On Thu, Jul 2, 2015 at 9:35 AM, Vick Khera <[email protected]> wrote:
>
> On Wed, Jul 1, 2015 at 5:07 PM, Joseph Kregloh <[email protected]>
> wrote:
>
>> We recently built a new server for our Production database. The machine
>> is top of the line with 128GB of RAM, dual E5-2650. We also included NVME
>> drives for ZIL and L2ARC. Currently we have 3 zpools. First one holds the
>> FreeBSD install. Second holds the jails, and third holds all of the
>> database data.

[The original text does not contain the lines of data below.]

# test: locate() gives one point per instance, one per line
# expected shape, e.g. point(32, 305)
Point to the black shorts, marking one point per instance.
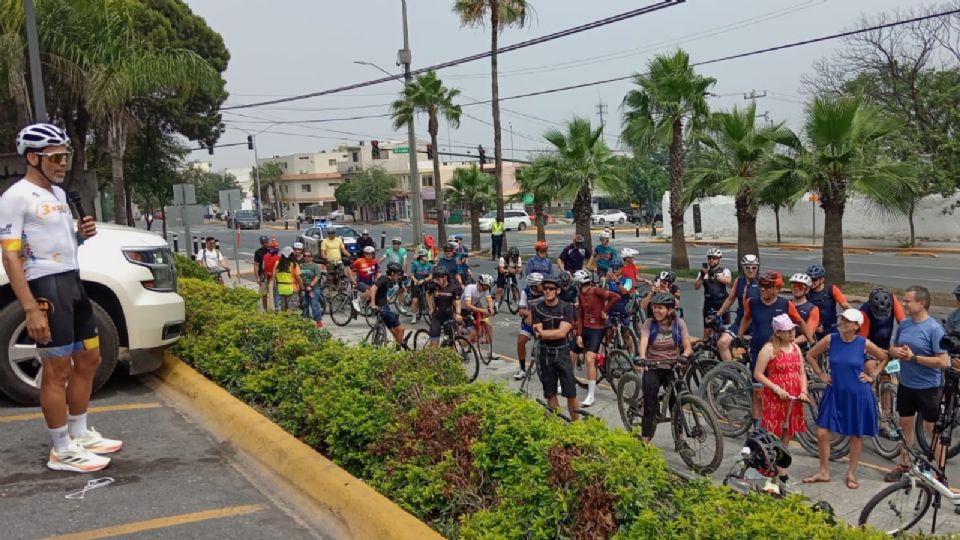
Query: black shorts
point(69, 312)
point(555, 366)
point(925, 401)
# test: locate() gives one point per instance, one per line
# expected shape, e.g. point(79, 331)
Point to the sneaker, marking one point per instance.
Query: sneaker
point(76, 459)
point(98, 444)
point(895, 473)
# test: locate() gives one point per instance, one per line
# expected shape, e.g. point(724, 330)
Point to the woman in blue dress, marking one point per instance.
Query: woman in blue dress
point(848, 406)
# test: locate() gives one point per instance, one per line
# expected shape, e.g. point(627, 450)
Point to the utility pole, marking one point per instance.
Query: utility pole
point(404, 57)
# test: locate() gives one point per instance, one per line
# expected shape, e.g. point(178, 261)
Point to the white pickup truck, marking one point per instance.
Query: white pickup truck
point(130, 276)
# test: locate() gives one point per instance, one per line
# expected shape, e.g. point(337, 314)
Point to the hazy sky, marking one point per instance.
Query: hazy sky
point(288, 47)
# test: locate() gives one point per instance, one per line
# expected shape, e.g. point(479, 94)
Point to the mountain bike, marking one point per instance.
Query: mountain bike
point(696, 432)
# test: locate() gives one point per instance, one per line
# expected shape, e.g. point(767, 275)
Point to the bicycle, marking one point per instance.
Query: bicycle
point(691, 419)
point(450, 336)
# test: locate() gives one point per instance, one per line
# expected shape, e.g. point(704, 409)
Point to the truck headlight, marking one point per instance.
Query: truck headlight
point(159, 260)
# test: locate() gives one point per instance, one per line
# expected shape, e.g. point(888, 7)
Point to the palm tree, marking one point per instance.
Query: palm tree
point(735, 151)
point(581, 163)
point(541, 180)
point(427, 94)
point(670, 94)
point(839, 153)
point(472, 189)
point(500, 14)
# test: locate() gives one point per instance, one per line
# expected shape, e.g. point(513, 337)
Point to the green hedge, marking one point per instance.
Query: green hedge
point(472, 460)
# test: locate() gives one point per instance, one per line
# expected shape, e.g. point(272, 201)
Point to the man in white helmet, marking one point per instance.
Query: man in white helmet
point(40, 258)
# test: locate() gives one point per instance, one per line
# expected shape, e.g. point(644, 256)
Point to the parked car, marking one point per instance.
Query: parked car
point(610, 215)
point(244, 219)
point(512, 220)
point(311, 237)
point(130, 277)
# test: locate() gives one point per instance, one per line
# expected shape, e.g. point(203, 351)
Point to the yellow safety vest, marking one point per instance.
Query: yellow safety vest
point(285, 283)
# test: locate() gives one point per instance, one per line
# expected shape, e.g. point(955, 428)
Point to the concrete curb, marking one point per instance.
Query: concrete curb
point(362, 511)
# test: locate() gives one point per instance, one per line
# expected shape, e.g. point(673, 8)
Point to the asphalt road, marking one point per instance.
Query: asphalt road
point(938, 274)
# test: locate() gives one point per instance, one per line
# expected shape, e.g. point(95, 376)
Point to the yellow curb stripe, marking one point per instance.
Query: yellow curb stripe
point(161, 523)
point(104, 408)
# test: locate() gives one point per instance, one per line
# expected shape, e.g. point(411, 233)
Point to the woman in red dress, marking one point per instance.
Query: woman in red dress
point(780, 371)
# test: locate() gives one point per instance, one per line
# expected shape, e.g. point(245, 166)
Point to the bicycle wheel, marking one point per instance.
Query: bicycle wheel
point(421, 340)
point(729, 397)
point(884, 445)
point(341, 309)
point(630, 399)
point(923, 440)
point(469, 359)
point(696, 434)
point(897, 507)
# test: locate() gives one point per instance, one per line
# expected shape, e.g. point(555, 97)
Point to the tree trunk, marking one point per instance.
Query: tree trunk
point(475, 212)
point(437, 184)
point(495, 99)
point(678, 256)
point(581, 215)
point(833, 259)
point(746, 226)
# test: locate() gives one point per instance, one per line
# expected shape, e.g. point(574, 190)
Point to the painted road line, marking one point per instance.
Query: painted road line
point(161, 523)
point(104, 408)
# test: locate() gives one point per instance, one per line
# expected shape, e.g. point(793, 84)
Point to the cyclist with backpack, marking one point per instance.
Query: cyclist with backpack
point(663, 338)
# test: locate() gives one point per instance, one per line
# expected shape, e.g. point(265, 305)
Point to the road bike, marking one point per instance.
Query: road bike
point(696, 432)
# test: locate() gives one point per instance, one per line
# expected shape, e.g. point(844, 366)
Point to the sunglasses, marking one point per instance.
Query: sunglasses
point(57, 158)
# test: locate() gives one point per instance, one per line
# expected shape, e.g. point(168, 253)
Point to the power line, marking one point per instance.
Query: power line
point(479, 56)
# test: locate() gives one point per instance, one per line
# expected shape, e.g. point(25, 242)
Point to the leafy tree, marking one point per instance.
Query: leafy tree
point(840, 152)
point(736, 150)
point(427, 94)
point(472, 189)
point(499, 14)
point(582, 162)
point(669, 95)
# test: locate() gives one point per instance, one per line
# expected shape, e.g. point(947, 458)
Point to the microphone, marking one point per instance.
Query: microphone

Needless to say it's fast.
>>
>
> FWIW I did not find having a ZIL beneficial for my workload on a similarly
> huge servers, also running FreeBSD 10. I do have the L2ARC on the SSD, but
> the size of my data set usually leaves the ARC as sufficient to handle
> almost all requests. That is, the L2ARC is mostly empty most of the time
> (or at least never gets re-fetched from).
>
With my dataset I have been able to take advantage of the L2ARC. Currently
using about 80GB on ARC and 260GB on L2ARC. With the ARC currently having
the greater Hit ratio.
ARC Size: 66.77% 82.41 GiB
Target Size: (Adaptive) 66.79% 82.44 GiB
Min Size (Hard Limit): 12.50% 15.43 GiB
Max Size (High Water): 8:1 123.44 GiB
ARC Efficiency: 424.85m
Cache Hit Ratio: 97.39% 413.76m
Cache Miss Ratio: 2.61% 11.09m
Actual Hit Ratio: 93.08% 395.43m
L2 ARC Size: (Adaptive) 264.37 GiB
Header Size: 0.18% 485.87 MiB
L2 ARC Breakdown: 11.09m
Hit Ratio: 7.13% 790.96k
Miss Ratio: 92.87% 10.30m
Feeds: 122.76k
> I'd start by testing the speed of the driver running the NVME drive. Does
> it show up as a normal drive in FreeBSD? I've only ever used regular Intel
> SSDs. I don't know if NVME devices connect differently. I hear if you ask
> very nicely to the right people you can get special drivers for some fancy
> PCI-e based "drives" which make them really fast.
>
Both SSDs are the same part for the ZIL and L2ARC. I am currently testing
some of our most heavy procedures with ZIL enabled and with ZIL disabled.